Métricas DORA medem resultados de entrega, velocidade e estabilidade, usando dados de Git e CI, enquanto métricas de flow medem como o trabalho se move por todo o fluxo de valor, da solicitação à entrega. DORA diz quais são seus resultados; flow diz onde e por que o trabalho desacelera. A principal diferença de escopo é que DORA começa no commit e flow começa quando o trabalho entra no sistema.
Você deve acompanhar métricas de flow e DORA?
A maioria dos times se beneficia dos dois conjuntos, mas não ao mesmo tempo. Comece com DORA porque não exige mudança de processo e dá um benchmark de entrega, depois adicione métricas de flow quando precisar explicar por que um número DORA se moveu. Acompanhar os dois não é dobrar o trabalho, porque os conjuntos se sobrepõem e ampliam a mesma visão em vez de duplicá-la.
O que é flow efficiency?
Flow efficiency é a parcela do tempo total decorrido de um item de trabalho que ele passa sendo ativamente trabalhado em vez de parado. Uma porcentagem baixa significa que a maior parte do tempo é espera, causada por handoffs, filas de review ou dependências bloqueadas, o que aponta para o sistema e não para o esforço do desenvolvedor.
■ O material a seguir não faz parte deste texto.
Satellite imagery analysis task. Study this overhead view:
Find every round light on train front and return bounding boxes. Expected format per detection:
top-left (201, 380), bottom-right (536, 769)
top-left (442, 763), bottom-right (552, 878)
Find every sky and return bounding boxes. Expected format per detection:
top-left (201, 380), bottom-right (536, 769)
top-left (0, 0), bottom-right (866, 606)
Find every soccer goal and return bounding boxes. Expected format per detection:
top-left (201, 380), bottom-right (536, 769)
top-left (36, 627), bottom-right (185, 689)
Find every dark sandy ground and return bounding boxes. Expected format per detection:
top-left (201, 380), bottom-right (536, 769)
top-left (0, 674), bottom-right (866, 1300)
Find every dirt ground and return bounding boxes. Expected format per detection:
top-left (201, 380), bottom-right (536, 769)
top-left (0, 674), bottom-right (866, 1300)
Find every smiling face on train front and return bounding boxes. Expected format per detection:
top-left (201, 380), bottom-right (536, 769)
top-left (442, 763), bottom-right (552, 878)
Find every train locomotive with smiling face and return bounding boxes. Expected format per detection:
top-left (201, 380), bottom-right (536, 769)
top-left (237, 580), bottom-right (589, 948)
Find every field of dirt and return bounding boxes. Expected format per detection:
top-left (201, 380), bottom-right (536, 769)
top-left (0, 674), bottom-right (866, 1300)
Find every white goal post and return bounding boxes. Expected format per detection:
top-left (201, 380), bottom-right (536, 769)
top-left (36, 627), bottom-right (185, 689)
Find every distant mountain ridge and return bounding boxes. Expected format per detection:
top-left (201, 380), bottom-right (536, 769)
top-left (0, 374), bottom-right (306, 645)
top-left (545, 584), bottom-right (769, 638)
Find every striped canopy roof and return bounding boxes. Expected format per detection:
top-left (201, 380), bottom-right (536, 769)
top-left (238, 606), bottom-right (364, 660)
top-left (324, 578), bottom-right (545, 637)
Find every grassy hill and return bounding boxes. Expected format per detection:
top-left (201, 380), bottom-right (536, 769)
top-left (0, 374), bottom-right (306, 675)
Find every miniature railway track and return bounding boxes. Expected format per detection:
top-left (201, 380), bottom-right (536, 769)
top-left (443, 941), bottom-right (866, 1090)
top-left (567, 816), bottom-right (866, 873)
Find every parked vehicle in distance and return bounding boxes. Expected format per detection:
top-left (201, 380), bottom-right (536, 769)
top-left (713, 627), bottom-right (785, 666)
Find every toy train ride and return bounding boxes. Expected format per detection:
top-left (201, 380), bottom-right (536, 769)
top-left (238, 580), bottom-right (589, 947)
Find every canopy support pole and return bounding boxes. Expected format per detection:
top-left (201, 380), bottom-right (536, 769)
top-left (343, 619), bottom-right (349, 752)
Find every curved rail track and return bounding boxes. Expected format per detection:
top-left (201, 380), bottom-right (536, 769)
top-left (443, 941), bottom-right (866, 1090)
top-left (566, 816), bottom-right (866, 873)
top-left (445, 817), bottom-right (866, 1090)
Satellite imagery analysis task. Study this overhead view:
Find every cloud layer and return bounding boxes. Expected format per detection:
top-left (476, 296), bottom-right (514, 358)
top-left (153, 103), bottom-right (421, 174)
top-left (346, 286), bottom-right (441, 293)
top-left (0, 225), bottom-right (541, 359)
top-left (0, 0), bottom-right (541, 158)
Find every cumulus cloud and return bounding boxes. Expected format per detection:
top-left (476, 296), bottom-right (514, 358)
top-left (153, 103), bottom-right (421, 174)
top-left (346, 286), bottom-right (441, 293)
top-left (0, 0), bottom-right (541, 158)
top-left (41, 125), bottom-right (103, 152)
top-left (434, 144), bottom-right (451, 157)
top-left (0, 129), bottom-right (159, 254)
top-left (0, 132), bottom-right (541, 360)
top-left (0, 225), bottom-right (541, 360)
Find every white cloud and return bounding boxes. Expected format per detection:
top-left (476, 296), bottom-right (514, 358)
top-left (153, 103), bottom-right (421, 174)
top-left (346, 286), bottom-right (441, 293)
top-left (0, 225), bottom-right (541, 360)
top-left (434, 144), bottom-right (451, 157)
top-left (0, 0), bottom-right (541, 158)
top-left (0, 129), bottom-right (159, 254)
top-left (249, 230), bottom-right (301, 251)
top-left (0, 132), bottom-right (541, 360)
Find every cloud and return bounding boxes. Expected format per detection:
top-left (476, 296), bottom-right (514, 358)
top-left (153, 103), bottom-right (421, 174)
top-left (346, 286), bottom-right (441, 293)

É frequentemente a métrica de flow mais reveladora porque a parcela de espera costuma ser muito maior do que os times esperam.
Métricas de flow são a mesma coisa que métricas de value stream?
Sim, métricas de flow e métricas de value stream se referem ao mesmo conjunto de medidas de como o trabalho se move pelo sistema de entrega. As cinco vêm do Flow Framework: flow time, flow efficiency, flow velocity, flow load e flow distribution. O nome "value stream" enfatiza que elas acompanham toda a jornada do trabalho, e não apenas a etapa de código.